Whew. Let’s note that a premium of $6,000 would cover just ONE month’s full time care in NY! But also note, that she probably has a 90 or 100 day DEDUCTIBLE on this policy, so it wouldn’t kick in until after that is paid. (And if you notice a decline, that is one reason you should “game” the system by asking her physician to certify that she needs care at least two hours a day for help bathing, for example.) That means you could get the “deductible” 90 days (or 100) out of the way at a far lower cost than paying for full time care!

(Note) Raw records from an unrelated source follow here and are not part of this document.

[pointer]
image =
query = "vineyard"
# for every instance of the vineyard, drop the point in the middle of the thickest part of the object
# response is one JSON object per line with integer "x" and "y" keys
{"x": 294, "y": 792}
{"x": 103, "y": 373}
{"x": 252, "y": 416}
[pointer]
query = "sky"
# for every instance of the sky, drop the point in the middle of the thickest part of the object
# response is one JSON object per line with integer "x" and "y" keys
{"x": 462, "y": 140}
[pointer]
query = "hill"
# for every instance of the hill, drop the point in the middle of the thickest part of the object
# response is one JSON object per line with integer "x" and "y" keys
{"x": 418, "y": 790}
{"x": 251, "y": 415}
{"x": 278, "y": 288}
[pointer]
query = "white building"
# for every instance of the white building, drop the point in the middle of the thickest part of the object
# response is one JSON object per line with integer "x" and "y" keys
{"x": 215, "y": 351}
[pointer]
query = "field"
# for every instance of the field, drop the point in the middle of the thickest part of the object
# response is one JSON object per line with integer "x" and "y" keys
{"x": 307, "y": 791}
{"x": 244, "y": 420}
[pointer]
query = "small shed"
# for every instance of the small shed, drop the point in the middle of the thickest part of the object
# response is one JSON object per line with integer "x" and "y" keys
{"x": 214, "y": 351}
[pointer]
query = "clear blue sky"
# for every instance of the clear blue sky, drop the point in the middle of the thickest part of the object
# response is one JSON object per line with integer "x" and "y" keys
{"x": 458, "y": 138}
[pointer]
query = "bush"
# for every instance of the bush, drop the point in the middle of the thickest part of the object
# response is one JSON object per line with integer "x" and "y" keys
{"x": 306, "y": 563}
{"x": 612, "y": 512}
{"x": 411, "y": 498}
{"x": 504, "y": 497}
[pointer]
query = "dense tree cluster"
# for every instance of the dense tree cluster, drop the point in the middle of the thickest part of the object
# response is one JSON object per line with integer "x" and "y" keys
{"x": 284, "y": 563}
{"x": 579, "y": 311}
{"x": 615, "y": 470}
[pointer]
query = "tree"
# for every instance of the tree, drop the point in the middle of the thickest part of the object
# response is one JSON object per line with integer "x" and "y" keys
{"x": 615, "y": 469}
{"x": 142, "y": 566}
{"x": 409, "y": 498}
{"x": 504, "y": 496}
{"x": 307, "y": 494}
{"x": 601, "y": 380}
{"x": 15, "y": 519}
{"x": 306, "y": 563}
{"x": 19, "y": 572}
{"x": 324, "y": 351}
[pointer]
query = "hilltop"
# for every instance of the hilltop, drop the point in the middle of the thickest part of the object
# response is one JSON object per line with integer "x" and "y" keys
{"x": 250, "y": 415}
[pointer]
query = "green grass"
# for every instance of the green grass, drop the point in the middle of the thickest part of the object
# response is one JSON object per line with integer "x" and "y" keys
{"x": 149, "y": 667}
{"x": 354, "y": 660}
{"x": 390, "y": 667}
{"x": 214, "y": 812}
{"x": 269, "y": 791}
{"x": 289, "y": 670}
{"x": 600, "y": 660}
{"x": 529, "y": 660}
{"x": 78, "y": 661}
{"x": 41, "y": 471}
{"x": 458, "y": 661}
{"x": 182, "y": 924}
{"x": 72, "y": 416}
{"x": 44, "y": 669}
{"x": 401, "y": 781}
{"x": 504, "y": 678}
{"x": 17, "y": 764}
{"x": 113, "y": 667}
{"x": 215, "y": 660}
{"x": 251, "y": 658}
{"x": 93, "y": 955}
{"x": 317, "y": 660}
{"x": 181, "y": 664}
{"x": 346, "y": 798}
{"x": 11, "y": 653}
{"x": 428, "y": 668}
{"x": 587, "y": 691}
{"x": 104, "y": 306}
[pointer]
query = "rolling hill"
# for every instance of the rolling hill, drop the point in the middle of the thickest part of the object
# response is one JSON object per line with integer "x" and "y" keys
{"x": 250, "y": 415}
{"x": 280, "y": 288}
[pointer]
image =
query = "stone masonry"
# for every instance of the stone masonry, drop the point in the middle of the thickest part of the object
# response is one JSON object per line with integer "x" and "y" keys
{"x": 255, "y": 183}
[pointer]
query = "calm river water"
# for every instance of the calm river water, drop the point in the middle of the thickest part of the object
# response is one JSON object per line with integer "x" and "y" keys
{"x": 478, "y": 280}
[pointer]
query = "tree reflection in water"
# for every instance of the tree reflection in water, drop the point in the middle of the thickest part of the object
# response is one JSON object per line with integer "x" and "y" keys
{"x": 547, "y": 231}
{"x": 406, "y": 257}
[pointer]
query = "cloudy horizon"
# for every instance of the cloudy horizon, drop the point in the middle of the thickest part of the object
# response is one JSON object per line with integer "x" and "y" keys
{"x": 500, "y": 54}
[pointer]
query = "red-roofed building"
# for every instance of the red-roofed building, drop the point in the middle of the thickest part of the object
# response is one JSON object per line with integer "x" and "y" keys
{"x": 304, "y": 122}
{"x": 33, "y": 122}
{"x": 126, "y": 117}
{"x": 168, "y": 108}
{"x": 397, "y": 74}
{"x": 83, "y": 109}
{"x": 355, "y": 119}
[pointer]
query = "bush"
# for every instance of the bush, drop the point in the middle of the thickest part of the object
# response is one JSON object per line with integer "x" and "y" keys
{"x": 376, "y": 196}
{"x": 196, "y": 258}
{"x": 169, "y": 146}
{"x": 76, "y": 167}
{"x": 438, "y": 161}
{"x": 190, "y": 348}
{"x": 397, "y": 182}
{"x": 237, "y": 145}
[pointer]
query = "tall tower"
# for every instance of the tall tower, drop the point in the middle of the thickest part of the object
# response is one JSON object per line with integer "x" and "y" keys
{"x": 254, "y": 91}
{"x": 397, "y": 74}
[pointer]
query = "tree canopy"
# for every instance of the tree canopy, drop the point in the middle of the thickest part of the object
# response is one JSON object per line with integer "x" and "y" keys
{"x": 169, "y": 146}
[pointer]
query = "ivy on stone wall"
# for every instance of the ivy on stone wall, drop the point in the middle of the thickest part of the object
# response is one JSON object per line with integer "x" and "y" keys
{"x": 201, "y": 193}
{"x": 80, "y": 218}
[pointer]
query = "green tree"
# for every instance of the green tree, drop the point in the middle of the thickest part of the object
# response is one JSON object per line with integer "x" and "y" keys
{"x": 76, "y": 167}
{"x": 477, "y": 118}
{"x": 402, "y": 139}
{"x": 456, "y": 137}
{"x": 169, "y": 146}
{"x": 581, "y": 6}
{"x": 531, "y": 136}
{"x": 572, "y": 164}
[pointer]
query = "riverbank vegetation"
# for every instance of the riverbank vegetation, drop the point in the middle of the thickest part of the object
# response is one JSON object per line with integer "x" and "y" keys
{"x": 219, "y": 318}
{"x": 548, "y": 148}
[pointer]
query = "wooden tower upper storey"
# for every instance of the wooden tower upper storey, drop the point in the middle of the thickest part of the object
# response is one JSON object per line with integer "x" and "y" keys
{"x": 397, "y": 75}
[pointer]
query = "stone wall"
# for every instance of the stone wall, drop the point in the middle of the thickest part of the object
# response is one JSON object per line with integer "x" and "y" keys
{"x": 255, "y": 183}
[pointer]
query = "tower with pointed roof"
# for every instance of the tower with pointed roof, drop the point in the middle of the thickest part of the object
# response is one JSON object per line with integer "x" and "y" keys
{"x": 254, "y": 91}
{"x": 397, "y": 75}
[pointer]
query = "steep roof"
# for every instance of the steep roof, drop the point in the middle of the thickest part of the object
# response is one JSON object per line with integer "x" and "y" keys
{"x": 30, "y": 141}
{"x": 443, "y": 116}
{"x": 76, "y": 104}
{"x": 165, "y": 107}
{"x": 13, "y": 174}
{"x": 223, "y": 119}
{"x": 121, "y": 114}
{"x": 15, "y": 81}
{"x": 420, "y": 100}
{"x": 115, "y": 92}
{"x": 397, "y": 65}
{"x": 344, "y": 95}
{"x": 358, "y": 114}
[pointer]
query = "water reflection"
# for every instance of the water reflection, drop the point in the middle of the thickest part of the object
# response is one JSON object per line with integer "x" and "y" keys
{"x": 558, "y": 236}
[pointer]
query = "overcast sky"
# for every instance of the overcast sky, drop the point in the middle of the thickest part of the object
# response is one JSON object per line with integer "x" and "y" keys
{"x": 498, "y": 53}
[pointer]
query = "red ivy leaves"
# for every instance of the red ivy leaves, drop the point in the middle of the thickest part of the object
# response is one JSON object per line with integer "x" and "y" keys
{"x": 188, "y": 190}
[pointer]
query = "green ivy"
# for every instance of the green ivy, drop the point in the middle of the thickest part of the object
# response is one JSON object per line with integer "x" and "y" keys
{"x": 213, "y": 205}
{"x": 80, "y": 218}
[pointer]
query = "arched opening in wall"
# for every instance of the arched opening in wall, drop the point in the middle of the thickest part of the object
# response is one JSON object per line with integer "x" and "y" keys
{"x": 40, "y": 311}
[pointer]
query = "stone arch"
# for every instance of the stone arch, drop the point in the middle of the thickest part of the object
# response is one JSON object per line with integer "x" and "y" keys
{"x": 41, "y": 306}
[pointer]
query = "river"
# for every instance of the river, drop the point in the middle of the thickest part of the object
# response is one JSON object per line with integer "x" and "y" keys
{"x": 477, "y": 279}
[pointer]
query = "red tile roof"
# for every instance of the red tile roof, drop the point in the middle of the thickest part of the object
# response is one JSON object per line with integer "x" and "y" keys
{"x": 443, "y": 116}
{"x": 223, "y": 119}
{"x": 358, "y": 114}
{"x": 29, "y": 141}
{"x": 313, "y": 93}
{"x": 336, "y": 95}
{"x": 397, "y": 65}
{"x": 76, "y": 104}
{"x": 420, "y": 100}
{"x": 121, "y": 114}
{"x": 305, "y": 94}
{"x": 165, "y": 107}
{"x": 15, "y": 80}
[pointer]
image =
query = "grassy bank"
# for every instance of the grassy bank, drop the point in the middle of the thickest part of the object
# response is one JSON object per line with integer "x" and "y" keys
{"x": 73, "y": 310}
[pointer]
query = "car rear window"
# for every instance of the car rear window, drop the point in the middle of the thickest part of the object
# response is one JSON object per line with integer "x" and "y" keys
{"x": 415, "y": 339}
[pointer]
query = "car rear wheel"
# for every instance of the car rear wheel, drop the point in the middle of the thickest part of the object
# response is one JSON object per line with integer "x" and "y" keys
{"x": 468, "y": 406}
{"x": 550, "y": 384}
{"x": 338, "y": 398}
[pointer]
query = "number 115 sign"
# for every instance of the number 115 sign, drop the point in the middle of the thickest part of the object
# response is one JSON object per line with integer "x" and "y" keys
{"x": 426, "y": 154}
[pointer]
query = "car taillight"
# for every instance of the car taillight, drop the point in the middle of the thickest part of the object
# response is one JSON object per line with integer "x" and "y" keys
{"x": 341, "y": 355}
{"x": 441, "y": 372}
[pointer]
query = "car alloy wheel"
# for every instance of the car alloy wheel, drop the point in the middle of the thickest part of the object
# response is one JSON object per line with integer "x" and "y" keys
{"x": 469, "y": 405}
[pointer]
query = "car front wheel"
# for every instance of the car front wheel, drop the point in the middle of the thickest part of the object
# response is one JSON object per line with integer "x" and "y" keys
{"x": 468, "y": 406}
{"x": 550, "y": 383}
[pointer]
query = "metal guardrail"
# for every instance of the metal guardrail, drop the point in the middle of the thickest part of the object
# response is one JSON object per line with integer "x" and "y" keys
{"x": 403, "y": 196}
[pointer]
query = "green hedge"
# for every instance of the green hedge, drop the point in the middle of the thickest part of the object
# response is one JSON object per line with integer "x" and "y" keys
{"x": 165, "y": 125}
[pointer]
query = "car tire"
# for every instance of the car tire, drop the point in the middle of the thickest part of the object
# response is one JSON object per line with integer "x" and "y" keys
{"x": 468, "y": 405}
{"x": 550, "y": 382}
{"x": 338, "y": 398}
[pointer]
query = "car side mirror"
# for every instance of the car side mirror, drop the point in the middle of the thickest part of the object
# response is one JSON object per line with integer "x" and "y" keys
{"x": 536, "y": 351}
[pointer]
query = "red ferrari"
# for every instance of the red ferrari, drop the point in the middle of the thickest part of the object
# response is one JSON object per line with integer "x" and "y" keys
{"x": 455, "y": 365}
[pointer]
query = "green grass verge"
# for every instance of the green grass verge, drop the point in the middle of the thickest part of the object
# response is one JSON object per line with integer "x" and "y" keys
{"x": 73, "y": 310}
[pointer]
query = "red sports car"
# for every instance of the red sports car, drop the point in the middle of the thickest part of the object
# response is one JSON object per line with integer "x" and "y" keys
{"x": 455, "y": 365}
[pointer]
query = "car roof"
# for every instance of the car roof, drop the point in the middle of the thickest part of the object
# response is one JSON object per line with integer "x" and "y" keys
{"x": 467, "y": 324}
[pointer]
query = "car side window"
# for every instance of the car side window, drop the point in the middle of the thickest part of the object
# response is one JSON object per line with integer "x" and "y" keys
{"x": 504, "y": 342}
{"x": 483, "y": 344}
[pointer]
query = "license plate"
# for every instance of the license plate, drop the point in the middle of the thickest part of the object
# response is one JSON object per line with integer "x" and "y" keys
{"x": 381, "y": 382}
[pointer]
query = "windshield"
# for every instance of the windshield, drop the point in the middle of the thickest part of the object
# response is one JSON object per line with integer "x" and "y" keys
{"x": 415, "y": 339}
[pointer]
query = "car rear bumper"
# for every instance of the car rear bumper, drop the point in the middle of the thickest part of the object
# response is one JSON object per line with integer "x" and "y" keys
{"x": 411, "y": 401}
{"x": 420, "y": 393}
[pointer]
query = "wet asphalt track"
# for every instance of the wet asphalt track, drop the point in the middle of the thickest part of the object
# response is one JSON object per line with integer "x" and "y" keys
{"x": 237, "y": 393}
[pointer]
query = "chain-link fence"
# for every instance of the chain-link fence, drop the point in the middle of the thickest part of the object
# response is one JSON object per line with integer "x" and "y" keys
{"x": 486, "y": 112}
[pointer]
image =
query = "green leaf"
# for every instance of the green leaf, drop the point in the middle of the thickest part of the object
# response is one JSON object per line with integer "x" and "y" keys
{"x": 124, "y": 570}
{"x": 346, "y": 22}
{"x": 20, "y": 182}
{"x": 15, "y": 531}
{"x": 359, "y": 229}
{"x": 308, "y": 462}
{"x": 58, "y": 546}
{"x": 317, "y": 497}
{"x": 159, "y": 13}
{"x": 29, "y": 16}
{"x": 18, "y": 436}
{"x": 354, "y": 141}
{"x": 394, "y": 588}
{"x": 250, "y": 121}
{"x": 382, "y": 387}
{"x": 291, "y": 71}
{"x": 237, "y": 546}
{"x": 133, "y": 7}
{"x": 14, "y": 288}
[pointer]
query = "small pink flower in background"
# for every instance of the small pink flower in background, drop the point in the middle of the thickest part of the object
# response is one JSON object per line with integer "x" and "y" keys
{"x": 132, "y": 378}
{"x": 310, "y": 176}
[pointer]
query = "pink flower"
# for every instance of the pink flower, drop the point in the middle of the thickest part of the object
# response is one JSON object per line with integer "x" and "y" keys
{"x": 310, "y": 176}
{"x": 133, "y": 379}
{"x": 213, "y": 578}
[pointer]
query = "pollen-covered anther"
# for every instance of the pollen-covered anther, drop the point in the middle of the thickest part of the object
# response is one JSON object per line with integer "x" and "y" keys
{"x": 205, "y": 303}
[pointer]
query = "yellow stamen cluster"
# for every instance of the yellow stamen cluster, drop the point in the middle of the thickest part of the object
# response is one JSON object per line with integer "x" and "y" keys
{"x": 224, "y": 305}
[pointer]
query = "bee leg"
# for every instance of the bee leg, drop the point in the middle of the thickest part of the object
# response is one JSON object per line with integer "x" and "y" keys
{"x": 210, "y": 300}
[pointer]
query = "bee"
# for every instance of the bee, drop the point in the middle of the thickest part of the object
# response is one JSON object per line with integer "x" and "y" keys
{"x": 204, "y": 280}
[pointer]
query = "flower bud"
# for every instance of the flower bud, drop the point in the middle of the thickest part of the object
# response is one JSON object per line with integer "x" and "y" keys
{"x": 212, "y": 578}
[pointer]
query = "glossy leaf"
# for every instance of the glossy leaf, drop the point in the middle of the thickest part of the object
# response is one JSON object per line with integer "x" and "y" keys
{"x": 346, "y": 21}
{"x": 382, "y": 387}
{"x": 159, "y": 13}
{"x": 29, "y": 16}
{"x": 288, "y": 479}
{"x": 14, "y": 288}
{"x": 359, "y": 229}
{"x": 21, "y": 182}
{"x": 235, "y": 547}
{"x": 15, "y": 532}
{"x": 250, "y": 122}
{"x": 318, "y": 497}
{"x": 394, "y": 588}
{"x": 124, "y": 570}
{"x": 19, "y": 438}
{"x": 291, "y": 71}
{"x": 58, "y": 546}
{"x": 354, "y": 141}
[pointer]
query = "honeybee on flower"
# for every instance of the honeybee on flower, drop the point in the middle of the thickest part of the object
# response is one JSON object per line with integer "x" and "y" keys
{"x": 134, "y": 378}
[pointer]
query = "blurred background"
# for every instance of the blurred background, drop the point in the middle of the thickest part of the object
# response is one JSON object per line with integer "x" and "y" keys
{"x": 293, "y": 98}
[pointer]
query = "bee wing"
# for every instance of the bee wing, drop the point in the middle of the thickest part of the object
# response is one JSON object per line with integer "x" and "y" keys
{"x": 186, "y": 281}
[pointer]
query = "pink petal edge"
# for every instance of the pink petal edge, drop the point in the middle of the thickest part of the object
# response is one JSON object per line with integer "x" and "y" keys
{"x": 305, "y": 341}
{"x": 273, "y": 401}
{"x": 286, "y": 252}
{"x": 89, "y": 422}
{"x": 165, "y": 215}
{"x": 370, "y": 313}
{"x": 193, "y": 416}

Ask your agent if she has to undergo a second deductible if she “interrupts” her period of care after satisfying the deductible.
I know this isn’t what you asked about — but I wanted to bring it to your attention because if the insurers are switching their premiums mid-stream you should have all the facts to get the most out of your policy! (You may have to argue with your mom to accept this minimal care on a daily basis — my Dad argued –until I explained it was a way to get the deductible satisfied at a reasonable cost!) At age 92 most physicians feel comfortable “certifying” the need for care to begin, based on difficulty completing two of the basic daily activities of living. Just a piece of info for you.
And now, back to your original question. You can’t play “God” on this. I personally HATE to give the insurance companies a “win” when they make this offer. I’m paying more myself just to spite them — though I hope I’ll never use it! (I realize that is not a scientific formula!) If you can’t afford the new higher premium, then do switch from 3 years to 2 –but do not lower the payout. Costs keep rising, while time keeps shortening.